Editor’s note: This story is part of a semester-long series exploring the local food scene.
In 2009, Bay and Lindsay Anthon began kicking around an idea. Bay, an avid beer drinker, loved the idea of opening a higher-end gastropub with a neighborhood feel. Three years later, he quit his job in the technology industry and opened Hopfields on 3110 Guadalupe Street, just north of the UT campus.
It’s been open for more than two months now, and Bay Anthon, co-owner of the restaurant, says that business has “surpassed our expectations.”
But opening a restaurant is not an overnight process. What went on in the three years after the idea was first sparked? The answer is a lot of hard work.
The behind-the-scenes effort that is required for starting a restaurant is not for those looking to make a quick buck.
“The process is very exhausting. It feels insurmountable,” Anthon said. “You have to think that it’s going to get done.”
Other restaurants are not as fortunate. Portabla, a bakery cafe on W. Sixth Street, closed its doors earlier this year. El Arbol, a trendy South American restaurant, closed abruptly in September last year after just two years of business, leaving 40 restaurant employees without a job.

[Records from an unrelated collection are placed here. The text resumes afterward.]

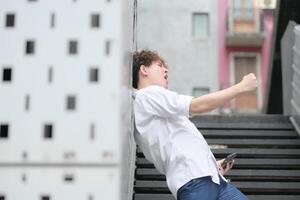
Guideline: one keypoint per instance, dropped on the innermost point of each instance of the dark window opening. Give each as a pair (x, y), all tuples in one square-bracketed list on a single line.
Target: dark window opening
[(4, 128), (7, 73), (94, 75), (48, 131), (95, 20), (71, 103), (92, 131), (107, 47), (50, 74), (45, 197), (27, 102), (73, 47), (29, 49), (10, 20), (23, 178), (69, 178), (52, 20)]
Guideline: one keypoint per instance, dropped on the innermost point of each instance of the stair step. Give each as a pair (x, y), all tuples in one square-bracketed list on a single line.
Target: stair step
[(273, 134), (251, 153), (245, 143), (245, 163), (234, 175), (251, 197), (255, 122), (280, 188)]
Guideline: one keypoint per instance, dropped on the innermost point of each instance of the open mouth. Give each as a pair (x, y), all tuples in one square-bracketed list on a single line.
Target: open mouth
[(166, 76)]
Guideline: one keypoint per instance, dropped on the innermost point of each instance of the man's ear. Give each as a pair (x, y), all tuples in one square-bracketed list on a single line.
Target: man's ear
[(144, 70)]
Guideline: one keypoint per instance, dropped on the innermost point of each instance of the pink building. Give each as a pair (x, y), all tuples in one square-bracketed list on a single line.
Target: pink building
[(245, 31)]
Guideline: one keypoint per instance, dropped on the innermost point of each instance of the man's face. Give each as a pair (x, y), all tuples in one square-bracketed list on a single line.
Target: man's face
[(158, 74)]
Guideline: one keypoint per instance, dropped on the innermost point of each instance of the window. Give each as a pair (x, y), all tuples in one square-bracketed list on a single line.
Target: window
[(4, 128), (29, 47), (92, 131), (200, 25), (24, 155), (23, 178), (107, 47), (71, 103), (95, 20), (243, 9), (93, 75), (50, 74), (69, 178), (7, 73), (52, 20), (48, 131), (90, 197), (45, 197), (73, 47), (199, 91), (27, 102), (10, 20)]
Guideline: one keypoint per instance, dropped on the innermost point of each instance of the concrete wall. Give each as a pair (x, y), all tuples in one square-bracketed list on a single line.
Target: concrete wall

The group behind Shoreline Grill, a restaurant that sat on the shore of Lady Bird Lake for 23 years, filed for bankruptcy in August of 2010 and closed Jan. 31 of this year.
According to Scott Hentschel of the ELM Restaurant Group (owner of the acclaimed 24 Diner and the new beer garden and bakery, Easy Tiger), the major reason for the high rate of turnover in the restaurant industry is twofold. The most obvious, Hentschel said, is that new restaurants often start under-capitalized.

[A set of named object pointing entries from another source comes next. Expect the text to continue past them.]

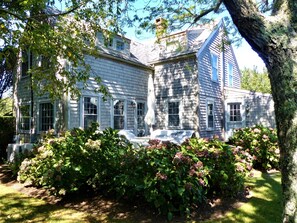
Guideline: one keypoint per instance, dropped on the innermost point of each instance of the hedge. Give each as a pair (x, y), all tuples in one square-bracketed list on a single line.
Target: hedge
[(7, 131)]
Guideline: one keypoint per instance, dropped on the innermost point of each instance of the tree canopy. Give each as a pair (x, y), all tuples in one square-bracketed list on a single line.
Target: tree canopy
[(269, 26), (57, 37), (254, 80)]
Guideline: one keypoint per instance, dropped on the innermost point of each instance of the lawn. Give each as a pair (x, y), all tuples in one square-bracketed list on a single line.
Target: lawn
[(263, 206), (17, 207)]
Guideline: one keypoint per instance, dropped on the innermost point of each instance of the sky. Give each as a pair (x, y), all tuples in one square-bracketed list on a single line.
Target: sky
[(246, 57)]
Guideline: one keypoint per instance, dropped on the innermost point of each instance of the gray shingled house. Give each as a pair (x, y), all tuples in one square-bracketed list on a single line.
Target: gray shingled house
[(197, 87)]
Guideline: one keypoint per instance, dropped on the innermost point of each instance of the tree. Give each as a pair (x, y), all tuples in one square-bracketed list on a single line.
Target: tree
[(57, 37), (253, 80), (7, 61), (270, 27)]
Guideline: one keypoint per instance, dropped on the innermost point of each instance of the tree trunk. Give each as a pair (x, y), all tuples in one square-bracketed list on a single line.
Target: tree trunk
[(283, 75), (274, 39)]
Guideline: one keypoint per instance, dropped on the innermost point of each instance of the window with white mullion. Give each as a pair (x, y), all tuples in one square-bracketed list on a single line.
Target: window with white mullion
[(210, 115), (234, 112), (90, 105), (140, 118), (214, 67), (46, 116), (119, 114), (24, 117), (230, 74), (173, 113)]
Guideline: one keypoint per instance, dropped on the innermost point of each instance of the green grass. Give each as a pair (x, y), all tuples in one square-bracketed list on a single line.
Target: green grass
[(265, 204), (16, 207)]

This initial problem “is difficult to overcome,” he said. The second reason is that “it’s the hardest business in the world. If you don’t treat it like a business, it gets away from you very quickly,” Hentschel said.
One of the complicating factors of starting a new restaurant in Austin is the permitting process. In fact, Anthon says, the only thing more difficult than dealing with the city is the swing factor, or, as he calls it, “the insurmountable unknown.”
The city of Austin requires that restaurant businesses have an operating permit, a health department review, Certificate of Occupancy, building permits in which the business must report all equipment (from vent hoods and ice cream dispensers to individual food processors and mixers), a food manager certification and, if the restaurant plans to sell alcohol, a liquor license.
The costs add up quickly, but as Anthon and Hentschel agreed, it’s not the cost of the permitting itself that is the problem.
“The delays caused by permitting are a big part of our start-up costs,” Hentschel said. In the restaurant industry, time is money and in that sense, permitting is exorbitantly expensive.
Hentschel said that to many, the opening of a restaurant “appears to be a romantic endeavor, but’s far from romantic.” So with all the barriers to entry that culinary entrepreneurs face, why even venture into the highly competitive industry?
It’s ultimately about the outcome. For Hentschel, it’s about seeing a huge plan “come together with the most creative people you can find and turning them loose.” For Anthon, it’s the manifestation of his “pure experience of 15 years of loving beer” that is the tangible return on years of tiresome work.